POSEIDON covers all types of CPPs, including L-amino acids, D-amino acids, L- and D-amino acids, and non-natural amino acids (Fig. 2A). The composition of CPPs revealed that certain types of residues, such as arginine, lysine, and leucine, were more prominent in CPPs than in methionine, aspartate, tyrosine, and asparagine residues, which were not enriched in CPPs (Fig. 2C). The positively charged residues like arginine and lysine in POSEIDON interact with negatively charged cell membrane components, increasing cellular uptake, as shown in Fig. 2B. The amphiphilic nature of CPPs, owing to their cationic and hydrophobic residues, enhances their interactions with the cell membrane and improves cell penetration [38] or cargo interaction [39].

Fig. 2
figure 2

Representation of peptide composition in the POSEIDON database, raw data in blue, and benchmark data in red based on A chirality/modifications of CPP, B the type of amino acid, and C quantification of the amino acid composition of CPPs. The data pertain to peptides without non-natural amino acids

This database provides peptide sequences that facilitate the retrieval of physicochemical properties that can be directly calculated from their primary sequences. Our dataset contained a significant number of peptides with lengths less than 10 amino acids (n = 821) and between 11 and 20 amino acids (n = 1,029), as shown in Fig. 3A. Most CPPs exhibit molecular weights ranging from 1 to 1.5 kDa. Both charge distribution and peptide length properties enable CPPs to interact with various cell-surface molecules, significantly influencing the selection of an entry pathway [40]. Among several influencing factors, such as the physicochemical properties of the peptide and its cargo, the internalization routes of CPPs are primarily directed towards two major pathways: endocytosis (an active or energy-dependent process) and membrane translocation (a direct or passive energy-independent process) [41]. Therefore, we analyzed the distribution of the cell lines, as they play a key role in peptide cell penetration. POSEIDON showed that more than 100 cell lines are associated with CPPs internalization. As shown in Fig. 3B, most CPPs were tested in HeLa cells (n = 597), followed by MCF7 (n = 162), A549 (n = 137), CHO (n = 97), CHO-K1 (n = 94), and HEK293T cells (n = 82). The diversity of cell lines ensures that CPP/cell line combinations can be analyzed using this database.

Fig. 3
figure 3

CPP features in both datasets (raw data in blue and benchmark data in red). A Length of peptide sequences in the database. B The 10 most used cell lines according to the dataset

Scientific studies have shown that there are various roles associated with CPPs, ranging from fluorophores to nucleic acids. Thus, cargoes associated with each peptide are available in POSEIDON. As expected, our dataset demonstrated that fluorescein isothiocyanate (FITC), fluorescein, and carboxyfluorescein were the cargoes most strongly associated with CPPs (Fig. 4A). As shown in Fig. 4B, most CPPs in the dataset were associated with fluorophores (n = 4,368), followed by small ligands (n = 795), nanoparticles (n = 633), proteins (n = 600), and nucleic acids (n = 471).

Fig. 4
figure 4

Distribution of CPPs in POSEIDON according to A cargo, B cargo type, C uptake evaluation methods, and D uptake units. A and B represent both datasets: raw data in blue and benchmark data in red

Flow cytometry was the most commonly employed method for uptake evaluation in this dataset, accounting for 1,349 entries, whereas fluorescence microscopy, fluorescence spectroscopy, and Fluorescence-Activated Cell Sorting (FACS) were employed for 289, 247, and 155 entries, respectively (Fig. 4C). However, as shown in Fig. 4D, there was a high degree of variability in the uptake units, and several studies used slight differences in identical uptake unit designations.
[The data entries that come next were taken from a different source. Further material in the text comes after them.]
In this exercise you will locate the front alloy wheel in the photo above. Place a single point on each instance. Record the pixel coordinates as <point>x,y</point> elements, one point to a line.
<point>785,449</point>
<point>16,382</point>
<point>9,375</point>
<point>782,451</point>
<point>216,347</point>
After standardizing identical units to a unique designation, the mean fluorescence intensity was the most frequently employed unit in this dataset, with 481 entries. The different units presented in Fig. 4C highlight the lack of standardization in CPP uptake evaluations conducted in previous studies, which hinders the comparison and analysis of the CPP uptake data. Although there are currently no standardized methods for CPP uptake evaluation, flow cytometry has been employed significantly more frequently than the other methods. This suggests that it is possible to establish a general method using specific easily attainable controls, allowing a large amount of quantitative data to be acquired and compared more adequately and easily. This database also provides information on the temperature and time of CPP incubation. Due to the nature of CPPs and their internalization mechanisms, changes in certain conditions, such as temperature, can significantly impact the uptake of CPPs by cells, often due to alterations in the underlying mechanism [42,43,44]. Thus, these data are highly valuable for the development of new approaches.

Processed database description

The POSEIDON database uptake-prediction methods developed in this study rely exclusively on fluorescence measurements. This approach was selected because other methods can produce inconsistent results, leading to discrepancies in the derived uptake units. Therefore, to establish a reliable benchmark dataset, we selected CPPs that were evaluated using fluorescence methods,

resulting in a dataset of 1274 entries. After removing outliers, the final dataset contained 1263 entries.

As shown in red in the figures, most amino acids are L-amino acids (Fig. 2A) and were essentially hydrophobic and polar charged (Fig. 2B). Similar to the raw dataset, arginine, lysine, and leucine were present in large numbers in the CPP sequences, in contrast to methionine, aspartate, asparagine, and tyrosine residues, which were not prominent in CPPs (Fig. 2C).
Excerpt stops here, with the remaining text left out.